How Many Other Bribes?
Has anybody considered that Obama's bribe offer to Joe Sestak respresents business as usual for the Chicago thugocracy? I mean, they are multiple offenders when it comes to threats and intimidation.
Political payoffs are so commonplace in Washington that I was initially unable to muster an appropriate level of outrage at hearing that Rep.
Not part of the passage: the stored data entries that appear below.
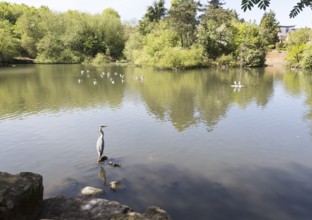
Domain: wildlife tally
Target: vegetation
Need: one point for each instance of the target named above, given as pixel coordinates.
(49, 37)
(299, 49)
(187, 35)
(263, 4)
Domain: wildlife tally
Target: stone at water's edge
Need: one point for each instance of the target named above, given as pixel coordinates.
(21, 198)
(85, 208)
(91, 191)
(21, 195)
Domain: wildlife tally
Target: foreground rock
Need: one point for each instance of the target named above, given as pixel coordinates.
(91, 191)
(95, 208)
(20, 196)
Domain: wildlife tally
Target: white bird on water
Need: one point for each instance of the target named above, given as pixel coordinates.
(237, 85)
(100, 144)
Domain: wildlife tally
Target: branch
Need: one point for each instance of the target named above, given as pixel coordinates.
(299, 7)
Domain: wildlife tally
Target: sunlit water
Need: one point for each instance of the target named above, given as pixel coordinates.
(186, 141)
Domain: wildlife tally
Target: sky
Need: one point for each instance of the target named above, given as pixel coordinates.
(135, 9)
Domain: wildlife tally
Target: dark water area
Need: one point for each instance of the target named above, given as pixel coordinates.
(186, 140)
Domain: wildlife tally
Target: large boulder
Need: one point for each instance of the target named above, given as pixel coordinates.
(21, 195)
(85, 208)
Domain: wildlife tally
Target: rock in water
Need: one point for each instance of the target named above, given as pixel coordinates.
(90, 191)
(21, 195)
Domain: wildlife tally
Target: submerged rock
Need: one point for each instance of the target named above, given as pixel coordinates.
(21, 195)
(21, 198)
(114, 185)
(90, 191)
(95, 208)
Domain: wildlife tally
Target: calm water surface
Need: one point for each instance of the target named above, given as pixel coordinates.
(187, 141)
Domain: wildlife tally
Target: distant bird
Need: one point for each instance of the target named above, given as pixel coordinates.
(237, 85)
(100, 144)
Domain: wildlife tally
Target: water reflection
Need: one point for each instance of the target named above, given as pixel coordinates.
(184, 98)
(102, 175)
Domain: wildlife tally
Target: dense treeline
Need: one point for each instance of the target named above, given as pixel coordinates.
(186, 35)
(191, 35)
(50, 37)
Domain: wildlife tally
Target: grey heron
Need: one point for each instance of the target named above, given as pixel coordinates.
(100, 144)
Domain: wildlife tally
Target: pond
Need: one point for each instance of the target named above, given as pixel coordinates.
(186, 140)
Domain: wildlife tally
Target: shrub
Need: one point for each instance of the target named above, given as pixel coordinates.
(307, 57)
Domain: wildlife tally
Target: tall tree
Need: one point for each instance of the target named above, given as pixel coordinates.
(182, 17)
(153, 15)
(263, 4)
(215, 31)
(269, 28)
(8, 42)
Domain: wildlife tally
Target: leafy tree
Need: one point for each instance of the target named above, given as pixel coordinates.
(182, 17)
(31, 27)
(113, 33)
(154, 13)
(269, 28)
(307, 57)
(8, 42)
(215, 31)
(298, 42)
(263, 4)
(250, 50)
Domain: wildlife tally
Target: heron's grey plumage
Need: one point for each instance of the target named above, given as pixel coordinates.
(100, 144)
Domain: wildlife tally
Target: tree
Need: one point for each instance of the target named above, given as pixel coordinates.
(298, 45)
(153, 15)
(182, 17)
(216, 31)
(269, 28)
(263, 4)
(8, 42)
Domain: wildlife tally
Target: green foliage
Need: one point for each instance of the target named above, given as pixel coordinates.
(8, 42)
(295, 53)
(263, 4)
(216, 32)
(280, 46)
(51, 49)
(68, 37)
(250, 56)
(269, 28)
(132, 44)
(226, 61)
(298, 46)
(100, 59)
(250, 52)
(182, 17)
(300, 36)
(307, 57)
(154, 14)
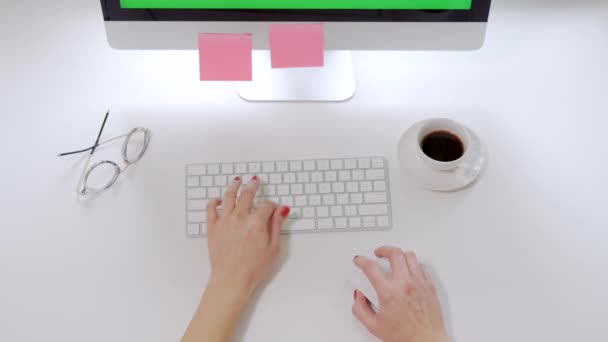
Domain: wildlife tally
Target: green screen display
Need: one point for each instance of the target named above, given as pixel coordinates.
(301, 4)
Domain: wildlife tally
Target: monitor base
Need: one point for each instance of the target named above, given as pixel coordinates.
(335, 82)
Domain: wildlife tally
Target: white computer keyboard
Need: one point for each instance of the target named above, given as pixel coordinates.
(324, 195)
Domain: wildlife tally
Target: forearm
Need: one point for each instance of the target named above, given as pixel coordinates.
(217, 315)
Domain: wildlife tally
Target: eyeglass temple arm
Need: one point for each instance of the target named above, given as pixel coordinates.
(92, 149)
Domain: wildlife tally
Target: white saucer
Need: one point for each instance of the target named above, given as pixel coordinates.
(464, 174)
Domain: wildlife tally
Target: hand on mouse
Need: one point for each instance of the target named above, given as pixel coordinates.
(409, 307)
(243, 247)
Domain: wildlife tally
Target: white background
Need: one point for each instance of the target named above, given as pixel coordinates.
(520, 256)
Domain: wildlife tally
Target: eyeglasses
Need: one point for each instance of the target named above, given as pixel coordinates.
(102, 175)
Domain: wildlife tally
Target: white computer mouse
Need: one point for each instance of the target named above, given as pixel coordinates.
(359, 281)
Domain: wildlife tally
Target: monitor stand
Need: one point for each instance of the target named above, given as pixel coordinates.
(335, 82)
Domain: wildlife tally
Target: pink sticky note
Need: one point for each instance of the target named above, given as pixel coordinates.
(225, 57)
(296, 45)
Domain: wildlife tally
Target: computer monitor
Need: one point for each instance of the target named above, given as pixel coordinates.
(348, 25)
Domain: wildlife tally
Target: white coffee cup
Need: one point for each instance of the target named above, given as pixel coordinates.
(446, 125)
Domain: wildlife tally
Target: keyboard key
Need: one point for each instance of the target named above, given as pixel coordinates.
(287, 200)
(342, 199)
(282, 166)
(269, 190)
(377, 163)
(221, 181)
(375, 197)
(227, 169)
(352, 187)
(196, 216)
(289, 178)
(297, 189)
(374, 174)
(350, 164)
(331, 176)
(380, 185)
(344, 175)
(358, 175)
(193, 182)
(206, 181)
(276, 178)
(197, 170)
(197, 204)
(383, 221)
(337, 187)
(356, 198)
(366, 186)
(255, 168)
(213, 169)
(324, 188)
(322, 211)
(308, 212)
(354, 222)
(373, 209)
(214, 192)
(323, 165)
(295, 166)
(325, 223)
(310, 188)
(303, 177)
(329, 199)
(310, 165)
(301, 201)
(240, 168)
(268, 167)
(194, 229)
(316, 177)
(314, 200)
(341, 222)
(337, 164)
(336, 211)
(301, 224)
(283, 189)
(364, 163)
(197, 193)
(350, 210)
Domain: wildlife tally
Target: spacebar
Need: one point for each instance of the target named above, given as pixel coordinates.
(300, 224)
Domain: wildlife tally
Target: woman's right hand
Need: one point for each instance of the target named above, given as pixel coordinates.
(409, 307)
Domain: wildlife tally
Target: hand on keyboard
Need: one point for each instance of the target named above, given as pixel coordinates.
(243, 245)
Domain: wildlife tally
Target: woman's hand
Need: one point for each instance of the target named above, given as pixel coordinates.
(243, 247)
(409, 307)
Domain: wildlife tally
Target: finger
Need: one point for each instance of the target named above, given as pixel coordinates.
(278, 218)
(396, 258)
(212, 211)
(247, 194)
(265, 211)
(372, 271)
(364, 313)
(230, 196)
(413, 265)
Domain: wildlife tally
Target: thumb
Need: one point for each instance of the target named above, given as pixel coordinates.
(278, 218)
(364, 313)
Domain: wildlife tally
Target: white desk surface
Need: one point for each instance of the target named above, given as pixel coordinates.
(521, 255)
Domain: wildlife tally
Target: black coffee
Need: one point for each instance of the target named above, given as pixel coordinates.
(442, 146)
Joe Sestak had accused the Obama administration of offering him a job in exchange for his withdrawal from the Pennsylvania Democratic senatorial primary.
Until, that is, I heard President Barack Obama's senior advisor David Axelrod explain to CNN's John King that though there was "no evidence" (hey, if the administration's senior advisor claims there is no evidence we should move along) if such an offer were made, it would constitute "a serious breach of the law."
If the Democratic Party's choice for the Senate in Pennsylvania is a fabulist -- as Axelrod is effectively saying -- why does Sestak's story sound so familiar to one in the Democratic Senate primary in Colorado?
In a September 2009 article headlined "D.C. job alleged as attempt to deter Romanoff," the Denver Post's Michael Riley reported that Andrew Romanoff, former speaker of the Colorado House, then still contemplating a run again against the governor-installed administration-sanctioned foot solider Michael Bennet, received an "unexpected communication" from a renowned kingmaker in Washington.
"Jim Messina, President Barack Obama's deputy chief of staff and a storied fixer in the White House political shop," wrote Riley at the time, "suggested a place for Romanoff might be found in the administration and offered specific suggestions, according to several sources who described the communication to The Denver Post."